Above economic and social rights, every human being on this earth has the right, to have his / her dignity protected and preserved but that will not be achieved until ethnocentrism and imperialism and sexism are swept off the planet. Until then, the Universal Declaration of Human Rights will not be fully understood

Tuesday, April 24, 2012

Freedom from State or personal Interference

As Freedom Day looms, AFH takes you through the Universal Deceleration of Human Rights International Print Portfolio.  The first image for the week:

Article 30: Freedom from State or personal Interference"

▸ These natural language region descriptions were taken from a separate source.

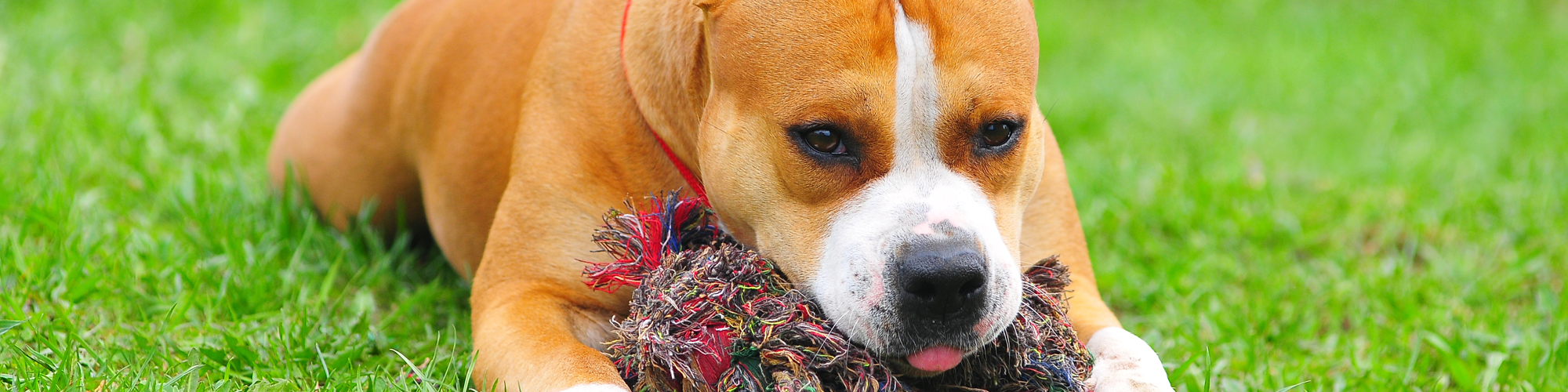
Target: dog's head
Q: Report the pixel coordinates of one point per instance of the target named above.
(882, 153)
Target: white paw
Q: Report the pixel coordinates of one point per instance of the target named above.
(1123, 363)
(597, 388)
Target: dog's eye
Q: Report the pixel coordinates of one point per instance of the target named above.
(998, 134)
(824, 140)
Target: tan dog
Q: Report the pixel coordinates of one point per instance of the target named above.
(890, 156)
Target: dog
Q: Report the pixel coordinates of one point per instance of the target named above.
(890, 156)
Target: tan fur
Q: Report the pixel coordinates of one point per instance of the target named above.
(510, 126)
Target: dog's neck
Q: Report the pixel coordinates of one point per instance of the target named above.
(666, 64)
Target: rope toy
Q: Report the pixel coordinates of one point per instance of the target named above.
(710, 316)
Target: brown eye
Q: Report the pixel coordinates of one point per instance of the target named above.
(998, 134)
(824, 140)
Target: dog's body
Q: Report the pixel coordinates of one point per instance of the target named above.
(840, 140)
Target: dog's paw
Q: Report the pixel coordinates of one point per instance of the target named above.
(597, 388)
(1123, 363)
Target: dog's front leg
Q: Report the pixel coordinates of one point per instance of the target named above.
(1123, 363)
(534, 318)
(526, 338)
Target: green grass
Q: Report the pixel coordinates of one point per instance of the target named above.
(1351, 195)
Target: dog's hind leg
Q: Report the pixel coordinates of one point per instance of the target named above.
(339, 145)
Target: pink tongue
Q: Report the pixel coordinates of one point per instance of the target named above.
(937, 358)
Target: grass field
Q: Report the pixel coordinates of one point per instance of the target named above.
(1327, 195)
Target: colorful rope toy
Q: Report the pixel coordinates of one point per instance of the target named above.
(710, 316)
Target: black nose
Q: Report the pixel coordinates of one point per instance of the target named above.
(943, 281)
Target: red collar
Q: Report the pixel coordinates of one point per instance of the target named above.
(686, 173)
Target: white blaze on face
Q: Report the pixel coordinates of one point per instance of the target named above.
(918, 192)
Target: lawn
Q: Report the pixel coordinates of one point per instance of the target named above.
(1316, 195)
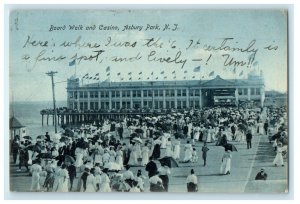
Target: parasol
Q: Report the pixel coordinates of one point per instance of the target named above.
(70, 159)
(168, 161)
(230, 147)
(63, 139)
(133, 135)
(27, 137)
(158, 133)
(42, 137)
(139, 130)
(136, 139)
(45, 155)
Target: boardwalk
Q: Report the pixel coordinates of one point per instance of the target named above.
(245, 164)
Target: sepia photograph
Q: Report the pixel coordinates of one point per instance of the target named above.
(157, 100)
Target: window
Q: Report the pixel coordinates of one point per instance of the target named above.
(85, 105)
(172, 93)
(102, 94)
(179, 92)
(85, 94)
(161, 92)
(257, 91)
(134, 93)
(92, 106)
(145, 93)
(240, 91)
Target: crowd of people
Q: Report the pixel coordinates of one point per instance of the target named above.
(99, 156)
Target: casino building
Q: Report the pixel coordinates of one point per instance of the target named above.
(178, 94)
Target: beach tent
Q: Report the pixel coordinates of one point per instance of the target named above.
(16, 128)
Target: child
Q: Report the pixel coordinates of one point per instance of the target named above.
(204, 153)
(194, 156)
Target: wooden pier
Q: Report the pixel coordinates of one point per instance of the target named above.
(78, 118)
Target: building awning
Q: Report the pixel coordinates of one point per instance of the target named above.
(14, 123)
(219, 82)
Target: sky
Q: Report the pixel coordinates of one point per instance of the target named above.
(228, 43)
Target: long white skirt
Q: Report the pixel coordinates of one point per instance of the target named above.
(225, 166)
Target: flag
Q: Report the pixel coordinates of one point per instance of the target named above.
(255, 63)
(211, 73)
(197, 69)
(72, 63)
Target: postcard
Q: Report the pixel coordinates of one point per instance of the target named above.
(149, 101)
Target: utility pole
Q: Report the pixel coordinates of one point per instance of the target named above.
(51, 74)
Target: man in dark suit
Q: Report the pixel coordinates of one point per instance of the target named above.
(249, 139)
(262, 175)
(151, 167)
(72, 173)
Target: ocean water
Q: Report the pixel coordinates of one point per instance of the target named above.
(28, 113)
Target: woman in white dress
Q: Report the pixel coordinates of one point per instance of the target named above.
(260, 126)
(196, 133)
(36, 169)
(278, 161)
(133, 159)
(79, 157)
(105, 183)
(91, 183)
(188, 152)
(169, 152)
(226, 163)
(63, 179)
(145, 155)
(119, 157)
(176, 154)
(163, 142)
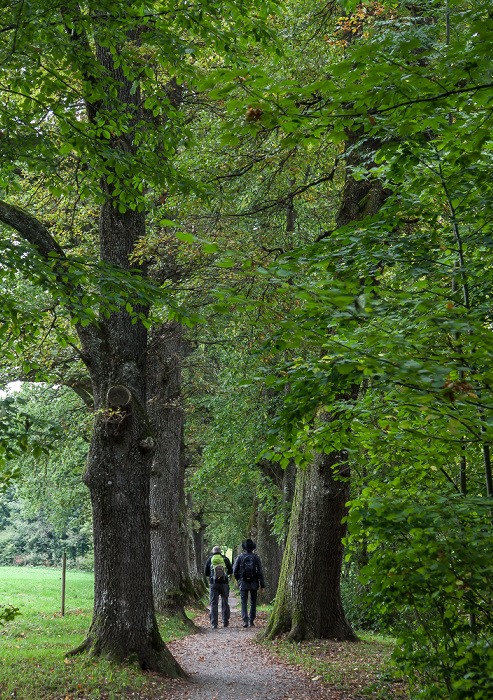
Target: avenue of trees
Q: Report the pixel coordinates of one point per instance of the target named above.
(246, 286)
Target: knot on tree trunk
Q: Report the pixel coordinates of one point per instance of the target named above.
(118, 395)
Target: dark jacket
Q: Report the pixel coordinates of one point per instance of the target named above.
(249, 585)
(207, 569)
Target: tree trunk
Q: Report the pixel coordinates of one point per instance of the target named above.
(172, 585)
(118, 467)
(308, 602)
(117, 474)
(270, 552)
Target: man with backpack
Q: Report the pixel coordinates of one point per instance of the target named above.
(217, 569)
(248, 572)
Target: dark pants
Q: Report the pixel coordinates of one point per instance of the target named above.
(244, 604)
(216, 590)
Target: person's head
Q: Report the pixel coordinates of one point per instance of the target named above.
(248, 545)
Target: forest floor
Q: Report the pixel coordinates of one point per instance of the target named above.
(222, 664)
(228, 663)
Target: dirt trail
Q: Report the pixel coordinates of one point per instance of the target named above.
(225, 664)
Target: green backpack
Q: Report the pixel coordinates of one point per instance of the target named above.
(219, 573)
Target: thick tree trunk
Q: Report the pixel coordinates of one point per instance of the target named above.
(118, 468)
(117, 474)
(308, 602)
(172, 584)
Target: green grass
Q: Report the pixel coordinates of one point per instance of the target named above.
(33, 647)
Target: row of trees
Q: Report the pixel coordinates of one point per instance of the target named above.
(329, 294)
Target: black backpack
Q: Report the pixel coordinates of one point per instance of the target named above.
(219, 572)
(249, 568)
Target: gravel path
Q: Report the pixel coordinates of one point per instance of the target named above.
(225, 664)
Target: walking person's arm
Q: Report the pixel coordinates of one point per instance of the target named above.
(260, 574)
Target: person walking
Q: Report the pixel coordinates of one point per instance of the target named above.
(217, 569)
(248, 572)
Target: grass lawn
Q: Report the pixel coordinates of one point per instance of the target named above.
(32, 647)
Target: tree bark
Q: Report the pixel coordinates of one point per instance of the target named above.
(270, 553)
(172, 583)
(117, 472)
(308, 602)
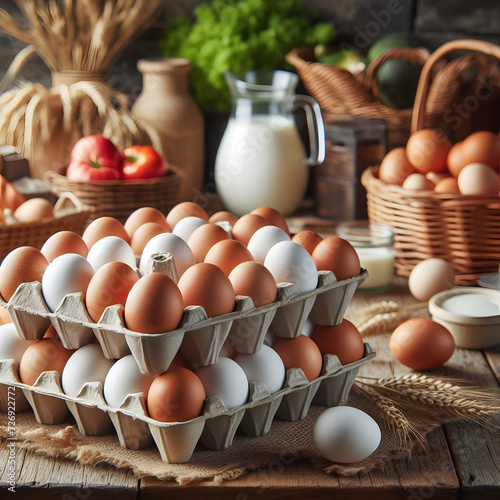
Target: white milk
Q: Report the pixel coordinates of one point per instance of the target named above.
(261, 162)
(379, 261)
(470, 304)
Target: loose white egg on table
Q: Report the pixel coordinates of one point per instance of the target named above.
(344, 434)
(111, 249)
(187, 225)
(263, 239)
(168, 243)
(86, 364)
(125, 378)
(264, 366)
(11, 345)
(291, 263)
(225, 379)
(68, 273)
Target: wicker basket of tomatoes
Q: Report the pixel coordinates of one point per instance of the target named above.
(440, 196)
(115, 183)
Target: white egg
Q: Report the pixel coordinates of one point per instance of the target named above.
(308, 328)
(125, 378)
(291, 263)
(68, 273)
(225, 379)
(11, 345)
(263, 239)
(171, 243)
(264, 366)
(111, 249)
(86, 364)
(186, 226)
(344, 434)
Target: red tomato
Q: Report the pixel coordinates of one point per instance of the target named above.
(94, 157)
(142, 162)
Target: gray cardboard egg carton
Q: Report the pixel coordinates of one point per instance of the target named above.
(198, 337)
(176, 442)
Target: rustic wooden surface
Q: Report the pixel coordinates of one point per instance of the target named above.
(463, 458)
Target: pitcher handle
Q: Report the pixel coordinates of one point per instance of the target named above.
(315, 126)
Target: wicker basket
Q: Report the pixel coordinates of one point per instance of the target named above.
(120, 198)
(464, 230)
(342, 94)
(69, 215)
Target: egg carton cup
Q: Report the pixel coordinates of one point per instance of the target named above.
(198, 337)
(176, 442)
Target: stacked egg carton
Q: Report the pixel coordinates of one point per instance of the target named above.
(200, 339)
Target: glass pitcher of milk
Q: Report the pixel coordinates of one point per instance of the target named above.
(261, 160)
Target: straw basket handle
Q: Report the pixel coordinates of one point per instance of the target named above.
(424, 81)
(417, 55)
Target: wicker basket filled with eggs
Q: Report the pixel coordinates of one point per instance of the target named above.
(180, 330)
(442, 198)
(30, 221)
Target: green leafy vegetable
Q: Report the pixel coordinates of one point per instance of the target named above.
(240, 35)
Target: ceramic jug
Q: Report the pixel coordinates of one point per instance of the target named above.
(261, 160)
(166, 104)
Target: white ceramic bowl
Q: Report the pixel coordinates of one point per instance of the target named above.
(471, 327)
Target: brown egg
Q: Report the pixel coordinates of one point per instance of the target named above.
(176, 396)
(273, 217)
(143, 234)
(185, 209)
(142, 216)
(422, 344)
(395, 167)
(307, 239)
(154, 305)
(64, 242)
(343, 340)
(300, 352)
(207, 286)
(254, 280)
(223, 216)
(34, 209)
(10, 197)
(203, 238)
(21, 265)
(246, 225)
(455, 160)
(479, 179)
(44, 355)
(447, 185)
(427, 150)
(4, 316)
(481, 147)
(227, 254)
(418, 182)
(110, 285)
(104, 226)
(337, 255)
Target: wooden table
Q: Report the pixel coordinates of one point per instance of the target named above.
(463, 461)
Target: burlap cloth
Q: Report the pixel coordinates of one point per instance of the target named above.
(286, 442)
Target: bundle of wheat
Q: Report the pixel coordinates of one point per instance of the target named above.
(78, 39)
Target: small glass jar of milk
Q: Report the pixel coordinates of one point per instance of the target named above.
(374, 244)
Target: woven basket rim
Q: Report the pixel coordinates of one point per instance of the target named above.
(369, 179)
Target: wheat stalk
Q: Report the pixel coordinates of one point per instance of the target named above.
(83, 35)
(439, 396)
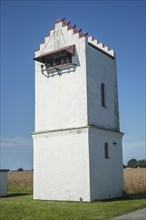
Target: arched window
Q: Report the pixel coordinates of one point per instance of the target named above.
(102, 95)
(106, 150)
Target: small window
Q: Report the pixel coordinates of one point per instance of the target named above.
(106, 150)
(102, 94)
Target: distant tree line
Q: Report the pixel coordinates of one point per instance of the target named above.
(133, 163)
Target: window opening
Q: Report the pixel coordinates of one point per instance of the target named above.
(103, 95)
(106, 150)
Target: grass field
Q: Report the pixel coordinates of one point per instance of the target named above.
(19, 205)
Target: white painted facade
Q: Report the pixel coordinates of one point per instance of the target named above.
(3, 182)
(71, 125)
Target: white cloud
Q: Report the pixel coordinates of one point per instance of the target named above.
(16, 142)
(134, 144)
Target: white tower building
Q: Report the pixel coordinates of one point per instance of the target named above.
(77, 139)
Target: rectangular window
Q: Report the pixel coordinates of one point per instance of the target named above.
(106, 151)
(102, 94)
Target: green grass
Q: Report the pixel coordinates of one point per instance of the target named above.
(23, 207)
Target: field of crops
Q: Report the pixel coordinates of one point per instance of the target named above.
(19, 204)
(135, 180)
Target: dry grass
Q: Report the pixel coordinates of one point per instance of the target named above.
(20, 181)
(135, 180)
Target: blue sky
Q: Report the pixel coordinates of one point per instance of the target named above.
(24, 24)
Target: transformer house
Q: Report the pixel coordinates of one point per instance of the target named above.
(3, 182)
(77, 139)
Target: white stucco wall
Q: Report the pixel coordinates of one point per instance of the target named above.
(61, 101)
(3, 183)
(102, 69)
(61, 166)
(69, 161)
(106, 174)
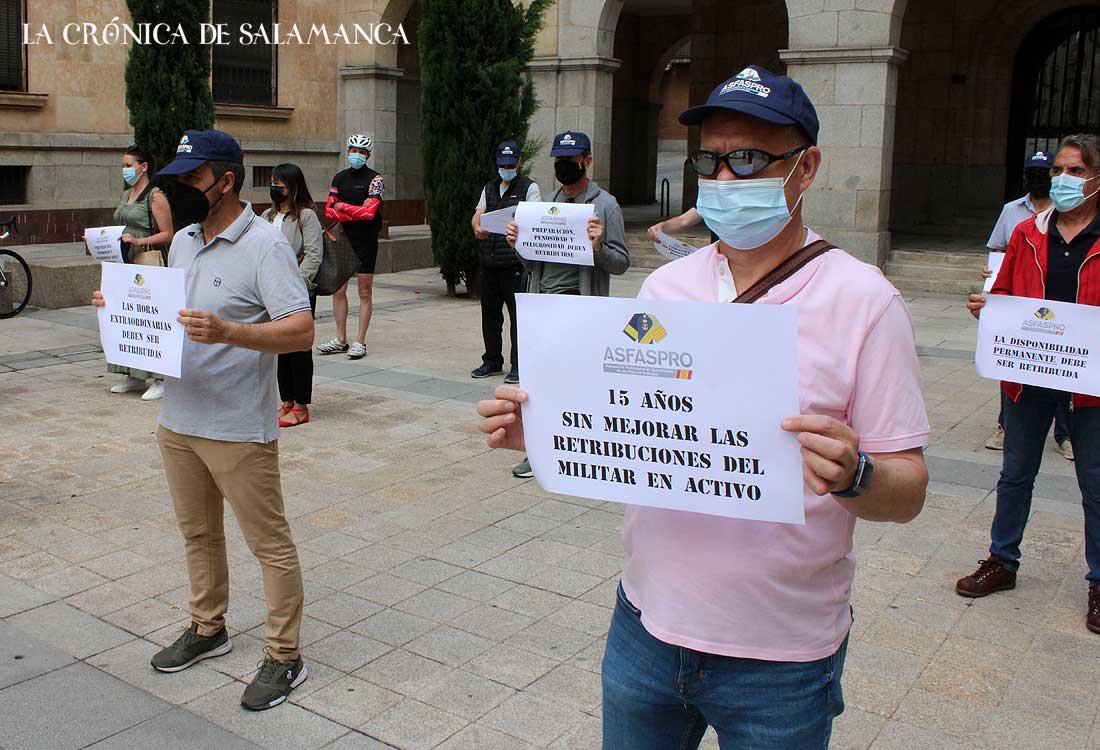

Faiza Galdhari "Irony" (South Africa) 
570 x 255mm linocut 607 x 428mm paper size 
Artist Statement:  

"My visual response to the article was interpreted in terms of a lino-cut. The softness of the lino block was preferred to wood.
This, I felt, lent itself well to the issues which I grappled with in the subject matter, viz. commentary on the rights of women and Muslim women in particular, in relation to the idea of state and personal intervention regarding the bill of rights.
Since this article is very broad in that it deals with non-intervention in any of the other 29 articles, I thought it would be acceptable to comment on the idea of women’s rights from an Islamic perspective, bearing in mind the article concerning freedom of religious beliefs etc.
I have used the idea of the hand, the eye and the barcode, all symbols which are quite universal and useful as means of identification. These symbols highlight their purpose in a world where not only material items but human beings are coded, recorded and quickly categorised or identified. The posture of the hand and the official nature of the symbols was meant to comment on the idea of non-intervention, either personally or through the State.
The fact that I have chosen to use a woman’s hand, complete with wedding rings, reinforces the importance of woman universally and the sanctity of marriage in the Islamic context. I have also used the work as a platform to play on the ironies that exist regarding "freedom" in the present world and the irony surrounding western misconceptions about "oppression" in the Muslim world."

About the UDHR IPP: 
AFH's second portfolio, UDHR IPP (1999) contains artwork from various, talented artists from around the world.  The prints are drawn from a variety of cultural and historical perspectives yet send a universal message of human rights.